Bill was raised an Episcopalian. As a teenager he was an altar boy until, as he told the story, he read consciously the Nicene Creed and concluded that he was not a subscriber.  In 1980, Bill, his wife Shirley, and their daughter Heather joined the Religious Society of Friends and became for the next ten years active in the life of the Ann Arbor Friends Meeting in Ann Arbor, Michigan. Bill served on the Nominating Committee where he learned from Ann Arbor elders to appreciate the “good order of Friends.”   During this time he was a major supporter of the Ann Arbor Meeting's declaration of sanctuary for Salvadoran refugees and worked with the Sanctuary Committee to support a Salvadoran family living in Ann Arbor at Quaker House.  From 1985 to 1990 he was a trustee and treasurer for Detroit Friends School.  Upon moving to Providence in 1990, Bill and Shirley transferred their membership to the Providence Monthly Meeting.

Returning to the Pacific Northwest in their retirement, Bill and Shirley settled in Port Townsend in 1995 and became active members in the local Friends Worship Group. In 2002 they became founding members of the Port Townsend Friends Meeting, where Bill served with enthusiasm as clerk of the meetinghouse committee.  Bill was a strong supporter of the Friends Committee on National Legislation and watched with particular interest the greening of FCNL’s building in Washington, D.C.

Bill was active in local civic life, serving on the Higher Education Access Committee as a founding member.  An enthusiastic supporter of local farmers, he served on the Farmer’s Market Board, as well as on the Law and Justice Council.  He was an active member of the Jefferson County Democrats.  He founded the Jefferson County chapter of the American Civil Liberties Union.  More recently he established the Jefferson Healthcare C-Pap Support Group.  He arranged for his eyes to be donated upon his death to Sight Life for medical research into macular degeneration.

Bill loved sailing.  In 1969, he and Shirley bought a 30-foot sloop christened Mutiny and, with baby Heather, sailed the Intracoastal Waterway from Washington, D.C. to Florida.  After retiring, they acquired a motor cruiser and named it Aftermath.   As fascinated with building houses as with sailing boats, Bill was proud of the two homes he helped design, one in Great Falls, Virginia and the other in Port Townsend.  He loved animals and he loved to cook.  He was an avid court-watcher who believed voting in a presidential election was, at heart, about predicting a candidate’s likely Supreme Court choices.  As a person he was amiable, generous in his friendships, intellectually tough-minded--and occasionally curmudgeonly.

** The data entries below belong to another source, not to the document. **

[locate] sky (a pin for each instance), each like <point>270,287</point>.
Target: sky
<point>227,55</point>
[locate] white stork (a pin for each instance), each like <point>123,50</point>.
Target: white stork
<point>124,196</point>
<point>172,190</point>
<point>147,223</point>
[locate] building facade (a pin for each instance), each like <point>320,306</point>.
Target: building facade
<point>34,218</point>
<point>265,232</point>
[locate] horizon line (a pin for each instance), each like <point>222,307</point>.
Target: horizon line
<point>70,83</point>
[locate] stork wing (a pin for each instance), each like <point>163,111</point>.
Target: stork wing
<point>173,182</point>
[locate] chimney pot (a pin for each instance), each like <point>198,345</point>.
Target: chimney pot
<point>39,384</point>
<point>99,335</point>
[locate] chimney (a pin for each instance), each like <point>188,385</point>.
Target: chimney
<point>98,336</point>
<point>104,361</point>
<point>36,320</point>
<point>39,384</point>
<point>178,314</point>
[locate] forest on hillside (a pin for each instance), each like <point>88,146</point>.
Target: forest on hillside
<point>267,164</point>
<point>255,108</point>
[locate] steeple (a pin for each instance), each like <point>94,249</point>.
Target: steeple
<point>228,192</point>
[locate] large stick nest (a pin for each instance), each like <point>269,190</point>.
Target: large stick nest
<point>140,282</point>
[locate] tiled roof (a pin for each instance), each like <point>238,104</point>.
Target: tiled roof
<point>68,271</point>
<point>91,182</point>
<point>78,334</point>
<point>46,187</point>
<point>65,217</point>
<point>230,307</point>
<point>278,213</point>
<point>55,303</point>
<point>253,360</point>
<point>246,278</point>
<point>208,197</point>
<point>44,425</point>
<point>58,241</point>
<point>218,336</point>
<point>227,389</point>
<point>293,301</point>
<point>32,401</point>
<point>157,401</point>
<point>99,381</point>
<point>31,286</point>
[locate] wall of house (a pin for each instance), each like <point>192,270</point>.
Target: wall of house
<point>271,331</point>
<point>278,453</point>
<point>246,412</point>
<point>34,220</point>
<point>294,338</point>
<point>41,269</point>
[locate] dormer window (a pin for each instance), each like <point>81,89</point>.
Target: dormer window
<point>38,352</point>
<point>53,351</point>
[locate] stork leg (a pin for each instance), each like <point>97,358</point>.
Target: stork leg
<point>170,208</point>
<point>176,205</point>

Survivors include his wife Shirley; daughter Heather McRae-Woolf (married to Jeffree Clark) of Ann Arbor; sister Peggy Grier of Carmel, CA; and granddaughter Orlanda Kaddy McRae-Clark.  His Siberian husky, Lucia, also survived him.

A memorial service under the care of Port Townsend Friends Meeting was held on March 6, 2011 at the Northwest Maritime Center in Port Townsend.   Bill encouraged that any memorial contributions be made to the Friends Committee on National Legislation Education Fund.